Fitur teknologi tersebut sebenarnya bukanlah sesuatu yang baru, sebab teknologi tersebut telah ada dan digunakan pada ponsel milik Huawei sebelumnya. Namun fitur tersebut untuk saat ini masih terbilang sesuatu teknologi yang baru.

Ponsel Lipat Pertama Xiaomi

        Sepertinya Xiaomi tidak ingin melewatkan satu momen penting sekalipun untuk para pesaing pesaingnya. Menurut informasi yang beredar belakangan ini perusahaan Samsung akan mencoba merealisasikan ponsel konsep yang sudah ada sejak lama, yaitu sebuah ponsel yang memiliki layar yang dapat dilipat sehingga akan membuat ukuran sebuah tablet menjadi seperti sebuah ponsel.

       Hal tersebut telah membuat perusahaan Xiaomi dengan sigap dan segera untuk merilis ponsel dengan konsep lipat tersebut menjadi yang pertama dirilis kepasaran.

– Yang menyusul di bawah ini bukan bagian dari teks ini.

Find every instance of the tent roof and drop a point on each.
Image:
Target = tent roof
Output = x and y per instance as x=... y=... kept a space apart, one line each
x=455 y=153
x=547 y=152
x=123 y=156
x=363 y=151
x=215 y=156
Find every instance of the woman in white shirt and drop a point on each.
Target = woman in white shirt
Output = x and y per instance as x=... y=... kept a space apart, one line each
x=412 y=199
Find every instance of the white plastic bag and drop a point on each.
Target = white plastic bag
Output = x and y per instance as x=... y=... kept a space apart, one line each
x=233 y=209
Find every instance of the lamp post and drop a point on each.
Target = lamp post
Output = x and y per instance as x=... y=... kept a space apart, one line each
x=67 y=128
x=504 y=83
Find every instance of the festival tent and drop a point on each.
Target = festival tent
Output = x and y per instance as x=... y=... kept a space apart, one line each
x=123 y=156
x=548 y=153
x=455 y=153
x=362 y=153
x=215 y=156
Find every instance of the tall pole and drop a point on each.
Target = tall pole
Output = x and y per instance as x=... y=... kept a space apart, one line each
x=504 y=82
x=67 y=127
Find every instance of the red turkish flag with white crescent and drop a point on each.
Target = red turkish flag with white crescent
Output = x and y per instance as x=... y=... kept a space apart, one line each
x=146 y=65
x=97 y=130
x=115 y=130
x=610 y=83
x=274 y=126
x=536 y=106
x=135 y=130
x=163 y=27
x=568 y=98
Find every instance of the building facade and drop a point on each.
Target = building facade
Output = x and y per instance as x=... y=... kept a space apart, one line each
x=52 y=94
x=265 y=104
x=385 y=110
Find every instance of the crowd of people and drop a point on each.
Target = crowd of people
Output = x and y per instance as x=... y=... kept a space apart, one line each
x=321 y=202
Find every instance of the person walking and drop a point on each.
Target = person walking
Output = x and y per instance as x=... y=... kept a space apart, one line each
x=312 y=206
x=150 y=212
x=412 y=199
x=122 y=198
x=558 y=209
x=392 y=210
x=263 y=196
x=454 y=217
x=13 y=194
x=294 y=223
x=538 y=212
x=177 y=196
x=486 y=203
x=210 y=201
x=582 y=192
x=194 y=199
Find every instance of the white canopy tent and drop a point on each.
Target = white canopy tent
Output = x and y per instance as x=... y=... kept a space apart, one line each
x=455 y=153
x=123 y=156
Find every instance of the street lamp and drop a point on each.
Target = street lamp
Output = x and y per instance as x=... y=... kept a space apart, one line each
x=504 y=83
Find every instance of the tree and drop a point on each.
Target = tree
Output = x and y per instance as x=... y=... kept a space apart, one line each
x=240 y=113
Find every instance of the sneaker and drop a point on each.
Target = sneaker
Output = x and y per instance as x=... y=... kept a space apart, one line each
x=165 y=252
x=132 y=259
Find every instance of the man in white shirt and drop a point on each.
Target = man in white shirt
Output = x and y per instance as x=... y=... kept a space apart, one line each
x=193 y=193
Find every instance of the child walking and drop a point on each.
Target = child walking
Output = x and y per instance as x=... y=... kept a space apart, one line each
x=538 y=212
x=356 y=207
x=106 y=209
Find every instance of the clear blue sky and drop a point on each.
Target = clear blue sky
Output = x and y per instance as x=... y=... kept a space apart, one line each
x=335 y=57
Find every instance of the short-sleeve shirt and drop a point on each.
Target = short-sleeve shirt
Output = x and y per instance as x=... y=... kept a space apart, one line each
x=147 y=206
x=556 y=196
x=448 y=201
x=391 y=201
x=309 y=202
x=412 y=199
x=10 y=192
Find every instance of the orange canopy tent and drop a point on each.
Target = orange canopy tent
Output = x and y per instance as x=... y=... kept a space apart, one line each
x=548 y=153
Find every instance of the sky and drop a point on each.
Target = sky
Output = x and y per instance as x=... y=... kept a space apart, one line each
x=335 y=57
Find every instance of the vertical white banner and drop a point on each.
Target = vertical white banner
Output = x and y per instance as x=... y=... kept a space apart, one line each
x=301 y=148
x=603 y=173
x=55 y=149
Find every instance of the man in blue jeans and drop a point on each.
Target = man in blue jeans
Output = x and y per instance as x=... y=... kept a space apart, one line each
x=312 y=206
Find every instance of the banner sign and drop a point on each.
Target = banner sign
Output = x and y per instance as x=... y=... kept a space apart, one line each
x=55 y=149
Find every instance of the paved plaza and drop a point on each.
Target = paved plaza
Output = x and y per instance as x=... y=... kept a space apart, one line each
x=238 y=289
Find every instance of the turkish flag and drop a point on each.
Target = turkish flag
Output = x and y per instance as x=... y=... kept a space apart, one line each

Uniknya adalah dalam waktu yang singkat Xiaomi berhasil menjawab tantangan dari Samsung yang selama lebih dari empat tahun yang lalu telah memiliki ide untuk membuat ponsel tersebut.

Untuk ponsel yang memiliki layar yang dapat dilipat oleh perusahaan Samsung hingga saat ini bentuk dan fitur apa saja yang akan dimilikinya belum ada penjelasan secara lengkap dan hanya ukuran layarnya saja yang dapat diberitahukan oleh Samsung secara resmi beberapa saat yang lalu.

Berbeda dengan ponsel lipat yang dibuat oleh perusahaan Xiaomi yang telah memberikan dua kali bocoran video yang lebih jelas dari ponsel lipat milik Samsung. Pada video bocoran kedua milik Xiaomi, tampilan ponsel dan juga tampilan UI yang dimiliki oleh ponsel ini sangat berbeda dari tampilan ponsel ponsel lain yang ada saat ini, walaupun masih terasa sekali ciri khas Xiaomi didalamnya.

Windows Phone Berakhir di 2020

       Pada awalnya perusahaan yang berbasis Software komputer ini dengan yakin dan percaya diri mencoba melangkah memasuki dunia ponsel. Nama perusahaan Microsoft dengan operasi sistem Windows nya pasti tidak asing lagi bagi kalangan para pengguna komputer, namun akan menjadi aneh dan tidak biasa ketika operasi sistem Windows ini digunakan pada ponsel.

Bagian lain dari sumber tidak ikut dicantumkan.